Etu_Malku, on 10 December 2011 - 03:02 PM, said:
Your understanding of the Satanic Bible seems freshman at best.
Probably: I've only finished reading it the once.
Etu_Malku, on 10 December 2011 - 03:02 PM, said:
Your lack of understanding the Left Hand Path is why you find irony in this (we find irony in organized religion)
It's not the
only reason, although you don't know me from Adam, so I can hardly blame you. Critical training and Discordian inclinations mean I would find it rather difficult to commit wholeheartedly to LaVey's ritual - there's a part of me that would be far too aware of their nature as psychodrama and another part of me that finds the trappings and claims hilarious. This is what I mean when I speak of irony. For another example: you profess membership in a religious organisation and find organised religion ironic. There is nothing wrong with this from my perspective - I'm wondering how you deal with it from yours, which seems rather more, ahm, serious.

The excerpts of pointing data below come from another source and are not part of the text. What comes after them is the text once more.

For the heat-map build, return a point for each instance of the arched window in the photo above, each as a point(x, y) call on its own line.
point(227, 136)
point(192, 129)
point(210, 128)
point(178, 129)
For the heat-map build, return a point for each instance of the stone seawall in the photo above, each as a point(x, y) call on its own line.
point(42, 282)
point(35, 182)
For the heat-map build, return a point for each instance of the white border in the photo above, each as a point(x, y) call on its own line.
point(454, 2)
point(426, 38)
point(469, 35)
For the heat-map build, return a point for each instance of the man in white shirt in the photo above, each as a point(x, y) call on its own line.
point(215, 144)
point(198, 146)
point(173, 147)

Etu_Malku, on 10 December 2011 - 03:02 PM, said:
This statement of yours I find confusing, if you could clear it up please "either a cop-out or a rejection of the obligatory extremity many self-professed Satanists indulge in"?
Certainly. The rejection of human sacrifice and orgies as 'not proper Satanism' I read as a rejection of pop-caricature Satanists, all well and good. However, the rejection of belief in a literal Satan is purely temporary - one's required to engage in an act of religious doublethink that appears out of kilter with what's been established as the Satanic stance.

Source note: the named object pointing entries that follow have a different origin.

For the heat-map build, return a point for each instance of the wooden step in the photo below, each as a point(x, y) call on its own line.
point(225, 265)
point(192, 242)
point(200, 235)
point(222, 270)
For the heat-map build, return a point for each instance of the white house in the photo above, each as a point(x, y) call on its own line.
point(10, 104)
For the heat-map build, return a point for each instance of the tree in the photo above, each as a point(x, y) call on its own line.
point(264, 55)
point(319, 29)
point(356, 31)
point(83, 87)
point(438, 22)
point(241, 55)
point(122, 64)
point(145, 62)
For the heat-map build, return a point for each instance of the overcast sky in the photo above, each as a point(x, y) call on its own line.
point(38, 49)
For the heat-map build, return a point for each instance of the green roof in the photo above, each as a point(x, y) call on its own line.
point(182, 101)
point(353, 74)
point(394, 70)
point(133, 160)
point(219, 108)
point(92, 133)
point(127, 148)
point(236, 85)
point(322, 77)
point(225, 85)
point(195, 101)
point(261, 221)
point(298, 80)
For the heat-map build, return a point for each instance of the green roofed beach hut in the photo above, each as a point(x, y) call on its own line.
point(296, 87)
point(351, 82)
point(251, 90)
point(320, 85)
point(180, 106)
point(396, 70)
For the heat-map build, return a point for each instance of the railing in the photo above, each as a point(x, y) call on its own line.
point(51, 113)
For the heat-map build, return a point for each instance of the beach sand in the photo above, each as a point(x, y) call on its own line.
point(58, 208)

For another example: there are many laughs to be had in the Satanic Bible. LaVey's prose is wicked, wise and witty even when he's not telling jokes. The style is so proud and cynical that it's difficult not to smile - and that's
good! Humour is compelling and meaningful, and the essays on Satan and true Satanism in the first two Books are right to point out that there are no gags in the Christian Bible and that that's a great fault.
Yet when we reach the Book of Leviathan, at the very moment when a good belly-laugh or a throaty cackle of triumph would be liberating and perhaps even a fitting part of the role we'd have to play, LaVey turns po-faced. He's asking us to take him seriously right when we are at our most ludicrous, surrounded by the incongrous trappings of ritual. It's from incongruity and cruelty towards it that all humour is ultimately derived, and the nervous little giggles of insecurity, inadequacy and incompetence lurks on the threshold of the ritual space.
When one feels incongrous it's natural to laugh at what a berk one is making of oneself, and LaVey is asking us to put a choke chain on our natures at the last and delude ourselves that things are other than they are. It's the same request he accuses the right-handers and white-lighters of making, and that's what feels like a cop-out.
You're going to laugh at yourself - you might as well leave space to laugh out loud, to say yes! - I look ridiculous -
but that doesn't mean I'm wrong! Laughter is powerful. Laughter is part of the role LaVey would have us play, it seems - the gloating laugh in the face of weakness and delusion - and yet there are no laughs to be had in Leviathan.
At least, that's how things appear to me - but as I said, it's the first go around, and I've been wrong before.
Edited by Episkopos, 11 December 2011 - 01:38 AM.